Friday, July 22, 2005

Friday Five

1. Yesterday I wrote about the positive aspects of the Chinese revaluation of the Yuan, today let me highlight the bad side of the deal for US investors.

The Chinese have a massive current account surplus, they had a peg to the dollar so they used to buy massive amounts of US Treasury bonds, this depressed interest rates in the US and allowed debt ridden US consumers to borrow more and buy more at cheap interest rates. A lot of these US consumers buy based on the monthly payment the debt requires, as the interest rate goes down, so does the payment allowing the balance of the debt consumers can handle to grow. Consumers took this extra debt and bought the asset they though would always go up: real estate.

If the Chinese don't buy US debt, interest rates have to go up to entice investors to buy the debt, if this happens real estate becomes less affordable to consumers, putting pressure on real estate prices. In short, the revaluation of the Yuan could be the catalyst that moves interest rates up and real estate prices down.

2. Yesterday UPS reported earnings up 21% from last year, Union Pacific's earnings were up 47%. Both were based in part on higher shipping volume. Strong evidence the economy continues to grow.

3. At all levels of government tax receipts are up surprising government officials and improving the budget picture.

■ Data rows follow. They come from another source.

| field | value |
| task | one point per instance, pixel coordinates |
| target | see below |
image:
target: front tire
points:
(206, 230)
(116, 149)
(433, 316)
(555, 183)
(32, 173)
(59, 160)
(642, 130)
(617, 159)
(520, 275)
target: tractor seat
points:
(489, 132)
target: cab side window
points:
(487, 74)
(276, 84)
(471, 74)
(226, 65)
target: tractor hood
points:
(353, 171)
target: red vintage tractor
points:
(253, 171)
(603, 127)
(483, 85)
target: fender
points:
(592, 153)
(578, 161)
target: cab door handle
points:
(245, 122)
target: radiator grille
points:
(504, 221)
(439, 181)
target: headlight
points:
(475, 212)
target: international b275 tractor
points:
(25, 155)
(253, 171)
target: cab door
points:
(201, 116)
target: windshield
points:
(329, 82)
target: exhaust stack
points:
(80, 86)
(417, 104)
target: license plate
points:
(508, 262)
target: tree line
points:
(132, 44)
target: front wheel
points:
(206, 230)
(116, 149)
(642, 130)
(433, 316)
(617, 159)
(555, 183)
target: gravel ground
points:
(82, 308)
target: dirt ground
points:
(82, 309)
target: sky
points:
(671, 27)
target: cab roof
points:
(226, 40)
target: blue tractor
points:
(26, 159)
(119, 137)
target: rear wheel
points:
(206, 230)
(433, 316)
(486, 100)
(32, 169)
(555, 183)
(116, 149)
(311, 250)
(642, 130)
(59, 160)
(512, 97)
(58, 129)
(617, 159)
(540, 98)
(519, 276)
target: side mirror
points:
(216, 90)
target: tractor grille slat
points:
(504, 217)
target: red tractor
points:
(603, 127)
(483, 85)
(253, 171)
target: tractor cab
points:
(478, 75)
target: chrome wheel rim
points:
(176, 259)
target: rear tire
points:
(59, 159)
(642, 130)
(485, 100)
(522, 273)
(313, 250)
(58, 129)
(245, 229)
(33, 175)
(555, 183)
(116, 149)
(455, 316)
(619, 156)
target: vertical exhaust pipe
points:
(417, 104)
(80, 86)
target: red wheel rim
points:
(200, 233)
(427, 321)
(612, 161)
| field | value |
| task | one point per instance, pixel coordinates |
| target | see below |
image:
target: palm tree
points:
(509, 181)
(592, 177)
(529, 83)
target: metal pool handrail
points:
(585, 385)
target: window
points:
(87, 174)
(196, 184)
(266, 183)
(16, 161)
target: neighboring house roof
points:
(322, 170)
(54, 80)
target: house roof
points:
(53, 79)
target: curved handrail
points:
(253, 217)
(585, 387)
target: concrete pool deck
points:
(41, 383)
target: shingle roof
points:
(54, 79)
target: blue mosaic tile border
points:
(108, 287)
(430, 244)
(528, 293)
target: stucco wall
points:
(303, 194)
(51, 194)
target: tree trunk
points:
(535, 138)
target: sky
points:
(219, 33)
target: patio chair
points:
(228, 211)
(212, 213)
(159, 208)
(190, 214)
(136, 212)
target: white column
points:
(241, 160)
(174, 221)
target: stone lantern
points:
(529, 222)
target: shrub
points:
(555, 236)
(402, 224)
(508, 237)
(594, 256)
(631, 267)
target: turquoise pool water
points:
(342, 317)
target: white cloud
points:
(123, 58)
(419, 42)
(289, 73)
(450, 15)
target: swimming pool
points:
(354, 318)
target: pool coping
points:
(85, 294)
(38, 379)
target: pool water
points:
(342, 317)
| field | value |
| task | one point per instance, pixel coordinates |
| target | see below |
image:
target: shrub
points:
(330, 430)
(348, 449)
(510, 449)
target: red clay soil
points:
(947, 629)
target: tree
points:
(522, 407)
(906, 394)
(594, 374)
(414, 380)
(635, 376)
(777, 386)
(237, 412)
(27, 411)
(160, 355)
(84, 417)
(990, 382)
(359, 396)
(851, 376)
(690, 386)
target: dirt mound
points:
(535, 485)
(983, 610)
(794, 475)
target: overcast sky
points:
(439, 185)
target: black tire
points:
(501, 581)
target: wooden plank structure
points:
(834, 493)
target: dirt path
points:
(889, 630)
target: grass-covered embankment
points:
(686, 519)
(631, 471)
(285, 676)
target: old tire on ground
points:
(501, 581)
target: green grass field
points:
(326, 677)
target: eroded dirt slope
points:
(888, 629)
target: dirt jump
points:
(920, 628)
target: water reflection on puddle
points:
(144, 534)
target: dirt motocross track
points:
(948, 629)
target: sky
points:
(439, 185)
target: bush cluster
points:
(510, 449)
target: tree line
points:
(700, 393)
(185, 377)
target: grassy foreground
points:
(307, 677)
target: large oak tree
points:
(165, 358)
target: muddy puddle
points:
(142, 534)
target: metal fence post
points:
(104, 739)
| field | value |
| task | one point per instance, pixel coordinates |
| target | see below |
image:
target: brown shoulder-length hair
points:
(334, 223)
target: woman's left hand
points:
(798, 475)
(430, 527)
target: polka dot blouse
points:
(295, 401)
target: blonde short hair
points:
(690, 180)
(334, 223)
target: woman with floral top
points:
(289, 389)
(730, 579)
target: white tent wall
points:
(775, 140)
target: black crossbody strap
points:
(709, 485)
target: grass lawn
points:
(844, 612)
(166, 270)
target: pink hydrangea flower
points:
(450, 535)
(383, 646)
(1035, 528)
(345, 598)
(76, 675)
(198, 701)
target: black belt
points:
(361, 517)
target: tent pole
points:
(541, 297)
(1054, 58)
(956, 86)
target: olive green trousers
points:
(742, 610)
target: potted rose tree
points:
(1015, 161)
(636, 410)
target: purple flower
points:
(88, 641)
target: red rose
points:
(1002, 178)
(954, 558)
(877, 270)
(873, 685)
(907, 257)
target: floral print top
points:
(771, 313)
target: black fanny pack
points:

This reminds us of two things: governments generally don't understand business (in part because many of the people in government have never worked in a business) and that most taxes are paid by rich people.

Tax receipts from payroll withholdings have been stable, it is higher quarterly filings (generally filed by the richest American) that have driven increased tax receipts higher at the federal level. It is the growth of the economy, stimulated by lower tax rates, that have increased tax receipts.

4. Most people now consider the Kansas education funding "crisis" over. However the real crisis is the fact that, like their counterparts in other states, Kansas students have a rather dismal academic record when compared to their counterparts in other nations, especially Asian nations.

Now is the time for legislators, and leaders who care about quality of the education our children receive to lead a meaningful debate about how to improve education. Unfortunately the issue is often reduced to a funding debate, when the real problem is much more.

I will be happy to publish a guest column or details of any plan anyone wants to put forward.

5. In an attempt to morph into a party of "values" Democrat Senator Hillary Clinton will be investigating sex scenes in Take-Two Interactive's Rock Star Games' Grand Theft Auto: San Andreas. This officially makes Hillary Clinton the biggest sucker since Tipper Gore.

GTASA has been on the market for about a year, sold more than 5 million copies and has recently seen sales falling. If you ran a video game publisher that made a living publishing edgy games, how would you stimulate sales? Leak a surprise modifcation? Get a New York Senator in a fit? Get every mom in America wound up about it? Make your game must have, adult only, forbidden fruit for every 12 year old with a PlayStation? Yeah, you would consider that plan, and it would work.